1.- El pasado domingo, fecha de mi cumpleaños, me quedé, por segunda vez en mi vida (la primera fue hace treinta y tantos años, estando yo en el cuartel), tirado en la autopista. Al margen de los equilibrios que tuve que hacer para dominar sobre la marcha una avería múltiple en el sistema electrónico, tan sofisticado, de mi coche, era de noche y no era agradable estar parado e indefenso en una recta en la que los coches pasaban a 120 kilómetros por hora a pocos centímetros de mí. Encendí los intermitentes de emergencia, que sí funcionaban, me puse el chaleco amarillo, coloqué el triángulo de averías, llamé al 112 y esperé. El 112 respondió enseguida y me dio las instrucciones: "Llame a su seguro, que le enviarán una grúa y comuníquenos si tiene algún problema o si ha solucionado el asunto". Yo estaba en el arcén de la autopista del Norte, con dirección al Puerto de la Cruz, en el municipio de Santa Úrsula, luego no existía grave riesgo de accidente. Telefoneé a Mapfre, que es mi aseguradora desde hace muchos años. Me atendió, al segundo tono, una operadora de lo más amable. "Ponga usted los triángulos", me dijo. "Ya los coloqué", respondí. "Denos su posición y sus datos". Se los di.

2.- "Manténgase a la escucha", me dijo la joven operadora, "en unos instantes le diré cuánto tiempo va a tardar la grúa en llegar hasta el coche; mientras tanto le enviamos un taxi que lo recogerá a usted y al resto de los ocupantes del vehículo". No sólo esto, sino que en mi móvil apareció un sms informándome de que la grúa estaría allí en unos 25 minutos (llegó antes) y el taxi en 20 (tardó 15).
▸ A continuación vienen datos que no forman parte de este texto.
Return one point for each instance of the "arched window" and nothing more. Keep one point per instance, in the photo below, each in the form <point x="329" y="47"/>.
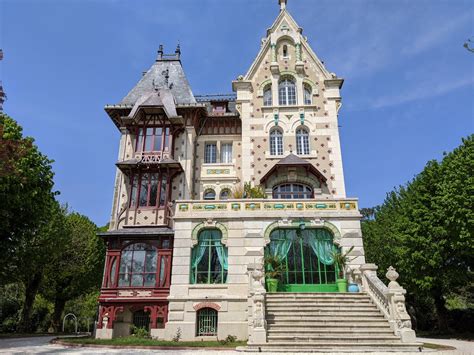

Todo se arregló en ese tiempo: se llevaron el coche y me dejaron en mi casa, donde recogí otro vehículo para seguir la ruta. Telefoneé, según instrucciones recibidas, al 112 para comunicar que todo estaba solucionado y aquí acabó la aventura. Lo curioso es que el test de averías del coche no me dio alarma alguna antes del fallo eléctrico múltiple, pero yo notaba algo raro en el vehículo; algo que no podría definir.

3.- Digo que fue la segunda vez. Porque la primera ocurrió hace treinta y tantos años, estando yo cumpliendo la instrucción militar en Hoya Fría. Viajaba hacia el cuartel, a toda leche porque llegaba tarde, en un Fiat Abarth que me había prestado mi amigo Francisco Hernández, "el Pichote". En plena autopista, el coche empezó a echar humo, que se convirtió luego en mucho humo, y yo paré como pude y me arrimé al arcén. Llegó la Guardia Civil y cuando el cabo vio el motor, echando humo, me dijo: "¿Es suyo?"; "no, agente, es prestado"; "pues dígale al dueño que este coche tiene más piezas que no son suyas que las propias, pero yo no he visto nada". "Ah, por cierto, ¿quién es el dueño?"; "el Pichote, agente"; "pues no me diga más", respondió el cabo, con unas risas. Se fue la Benemérita y aún llamaron por teléfono (no existían los móviles, claro) para que me fueran a recoger. Nunca pasé más vergüenza, vestidito de militar.